Abstract
A 25% increase in bidimensional products (BPs) of tumor diameter has been used as a criterion for brain tumor progression. We studied intra-observer variability in measurements of BPs. Ten patients with contrast-enhancing glioblastoma multiforme underwent baseline and follow-up MR imaging. Seven observers measured BPs in various planes. Differences in BPs between scans were expressed as a percentage of baseline. This calculation was performed for both readings of the baseline and follow-up scans. Differences between change from baseline to follow-up on each reading (termed D values) were calculated for each reader (total of 196 D values). Median D value in each plane was calculated for each reader. Range of D values was 12.36–33.64% in axial plane (average 10.63%), 12.18–38.62% in coronal plane (average 26.84%) and 15.12–35.48% in sagittal plane (average 26.11%). Across all planes, 88 (45%) D values were >25%. When all imaging planes for any single observation were combined, in 76% of cases, at least one D value of >25% was seen. Based on the high degree of intra-observer variability, tumor measurements producing an increase in BP of >25% can routinely be obtained solely by chance.
Similar content being viewed by others
Explore related subjects
Discover the latest articles, news and stories from top researchers in related subjects.Avoid common mistakes on your manuscript.
Introduction
Methods of assessment of tumor response to treatment are a topic of great interest because of their importance for development of clinical trials. The major method in use for assessing response of high-grade brain tumors to therapy for the past few decades has been the Macdonald criteria, which uses the product of two perpendicular measurements in the largest area of contrast-enhancing tumor as a metric [1]. However, a number of deficiencies in use of these criteria have been noted [2, 3]. In an attempt to take some of these limitations into account, revised criteria have been suggested by the response assessment neuro-oncology (RANO) working group, which attempt to overcome some of the limitations of the Macdonald criteria [4]. However, the new criteria continue to employ bidimensional product (BP) of measurements of enhancing tumor (in addition to other features).

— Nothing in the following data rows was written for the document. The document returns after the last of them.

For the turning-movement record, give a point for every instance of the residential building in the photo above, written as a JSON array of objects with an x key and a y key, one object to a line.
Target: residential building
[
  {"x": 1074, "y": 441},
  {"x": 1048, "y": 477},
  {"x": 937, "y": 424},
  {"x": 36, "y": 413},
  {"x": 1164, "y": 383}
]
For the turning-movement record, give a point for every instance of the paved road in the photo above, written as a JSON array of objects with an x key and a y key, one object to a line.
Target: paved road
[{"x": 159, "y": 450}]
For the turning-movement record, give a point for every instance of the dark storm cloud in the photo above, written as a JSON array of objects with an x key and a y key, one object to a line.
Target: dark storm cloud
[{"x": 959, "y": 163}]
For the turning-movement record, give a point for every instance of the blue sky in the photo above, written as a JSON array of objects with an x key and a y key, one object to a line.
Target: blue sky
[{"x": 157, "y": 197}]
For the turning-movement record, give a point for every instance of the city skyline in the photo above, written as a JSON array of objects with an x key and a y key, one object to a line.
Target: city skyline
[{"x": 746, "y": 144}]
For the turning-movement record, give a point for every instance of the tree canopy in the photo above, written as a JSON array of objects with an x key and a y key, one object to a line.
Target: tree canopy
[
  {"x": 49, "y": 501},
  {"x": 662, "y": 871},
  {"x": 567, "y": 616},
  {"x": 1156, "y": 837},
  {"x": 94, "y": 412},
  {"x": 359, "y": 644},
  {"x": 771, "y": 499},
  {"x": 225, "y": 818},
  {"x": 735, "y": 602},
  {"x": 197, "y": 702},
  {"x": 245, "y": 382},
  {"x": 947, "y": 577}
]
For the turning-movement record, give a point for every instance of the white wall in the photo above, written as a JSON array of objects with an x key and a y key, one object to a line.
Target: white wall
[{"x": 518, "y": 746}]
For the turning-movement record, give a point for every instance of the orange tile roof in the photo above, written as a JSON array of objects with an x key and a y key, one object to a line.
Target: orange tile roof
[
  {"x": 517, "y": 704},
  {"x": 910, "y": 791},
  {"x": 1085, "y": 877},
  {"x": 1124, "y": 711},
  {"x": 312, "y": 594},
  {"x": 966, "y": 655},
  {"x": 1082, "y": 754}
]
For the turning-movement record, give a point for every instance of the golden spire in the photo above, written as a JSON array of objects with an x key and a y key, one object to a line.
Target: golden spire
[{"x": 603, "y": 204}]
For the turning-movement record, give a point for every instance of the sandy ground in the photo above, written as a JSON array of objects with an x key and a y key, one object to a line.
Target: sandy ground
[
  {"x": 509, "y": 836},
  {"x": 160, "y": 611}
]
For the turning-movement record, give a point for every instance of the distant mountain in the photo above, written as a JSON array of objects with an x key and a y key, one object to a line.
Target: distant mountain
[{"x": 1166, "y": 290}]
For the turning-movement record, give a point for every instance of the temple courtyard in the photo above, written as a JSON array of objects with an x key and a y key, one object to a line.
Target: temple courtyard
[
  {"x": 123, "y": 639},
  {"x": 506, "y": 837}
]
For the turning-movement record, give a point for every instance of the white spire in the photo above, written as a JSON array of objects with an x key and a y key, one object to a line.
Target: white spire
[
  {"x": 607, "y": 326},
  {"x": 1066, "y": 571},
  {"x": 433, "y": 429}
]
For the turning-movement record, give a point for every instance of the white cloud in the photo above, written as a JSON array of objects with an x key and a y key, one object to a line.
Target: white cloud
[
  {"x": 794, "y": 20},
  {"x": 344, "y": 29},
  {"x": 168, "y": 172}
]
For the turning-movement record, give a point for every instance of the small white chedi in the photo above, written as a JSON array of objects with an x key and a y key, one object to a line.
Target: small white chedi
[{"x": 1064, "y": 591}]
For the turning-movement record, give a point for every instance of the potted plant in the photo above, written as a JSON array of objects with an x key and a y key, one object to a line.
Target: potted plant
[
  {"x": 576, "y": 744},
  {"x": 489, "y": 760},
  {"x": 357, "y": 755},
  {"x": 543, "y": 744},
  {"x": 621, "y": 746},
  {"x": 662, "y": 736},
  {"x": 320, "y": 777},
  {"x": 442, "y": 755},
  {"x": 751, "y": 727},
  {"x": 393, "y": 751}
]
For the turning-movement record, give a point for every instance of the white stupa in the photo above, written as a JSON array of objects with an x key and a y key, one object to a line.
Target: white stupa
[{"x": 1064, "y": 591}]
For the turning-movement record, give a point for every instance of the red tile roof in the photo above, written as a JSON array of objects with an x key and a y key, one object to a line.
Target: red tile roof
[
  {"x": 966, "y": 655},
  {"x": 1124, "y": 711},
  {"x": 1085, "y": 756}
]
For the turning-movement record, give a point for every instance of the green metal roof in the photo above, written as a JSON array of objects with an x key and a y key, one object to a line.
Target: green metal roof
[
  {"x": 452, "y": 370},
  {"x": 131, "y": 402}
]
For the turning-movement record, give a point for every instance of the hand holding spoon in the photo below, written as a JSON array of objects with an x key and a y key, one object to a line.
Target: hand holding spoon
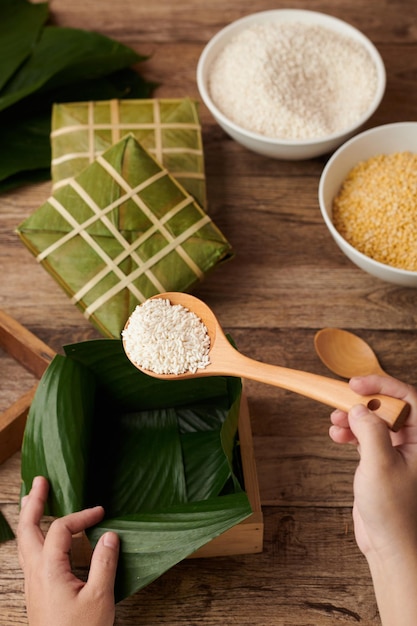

Techniques that are heavily reliant on manual measurements are subject to variability within, and between, observers. A major issue in any type of tumor measurement is the issue of reproducibility. In studies evaluating inter-observer variability in brain tumor measurements, poor inter-observer reproducibility has been shown [5, 6]. In a previous study, we found marker variability between observers of similar training in measuring BP measurements in a series of high-grade brain tumors [6]. Such variability resulted in marked differences between observers as to whether a tumor would have been judged as stable or showing progression.
As opposed to inter-observer variability, the topic of intra-observer variability in measuring diameter of contrast-enhancing tumors has rarely been addressed [7]. Differences within measurements within the same observer also have the potential for affecting the determination as to whether a brain tumor is stable or has undergone progression. In the present study, we evaluated intra-observer variability in contrast-enhancing primary brain tumors.
Methods
Study population and entry criteria
Ten patients were randomly selected for inclusion in this study. Entry criteria included a previous MR scan that showed contrast-enhancing tumor, biopsy or surgery-proven diagnosis of high-grade (i.e., World Health Organization grade III or grade IV) glioma, and ability to provide informed consent. All patients underwent a second MR scan using the same imaging protocol within 12 weeks. This study was approved by the institutional review board (IRB) at our hospital. All patients provided informed consent. A waiver of informed consent was provided by our IRB to allow inclusion of observers as research subjects.
Tumor imaging characteristics
All ten tumors chosen for the analysis were solitary. Three tumors had central regions of necrosis, five tumors had resection cavities, and two tumors had neither feature. Four tumors had ill-defined borders consistent with visible local infiltration and six tumors had discrete borders.
All scans were performed on a 1.5T MR scanner (GE Healthcare, Milwaukee, WI). The following scans included contrast-enhanced T1-weighted images (TR 480 ms, TE 14 ms) with 5 mm slices and 2.5 mm interslice gap and contrast-enhanced coronal T1-weighted SPGR images (TR 12 ms, TE 5 ms) with 1.2 mm slices. In eight patients, images were reconstructed in the sagittal plane at 1.6 mm contiguous slices from the coronal SPGR data set.
Image display and measurement techniques
MR scans were anonymized using eFilm (Merge Healthcare, Milwaukee, WI). Seven observers (four residents and three radiologists within 5–10 years of specialized training in neuroradiology) performed tumor measurements. For the first reading, observers individually viewed images on a desktop computer using eFilm software (Merge Healthcare, Milwaukee, WI) during two sessions within the same week. After a period between 6 and 12 weeks elapsed (to prevent recall bias), the observers repeated the tumor measurements.
In eight patients, the tumor was measured in all three planes; in two patients, no sagittal images were produced, giving 28 bidimensional measurements for the ten patients per observer for each reading session.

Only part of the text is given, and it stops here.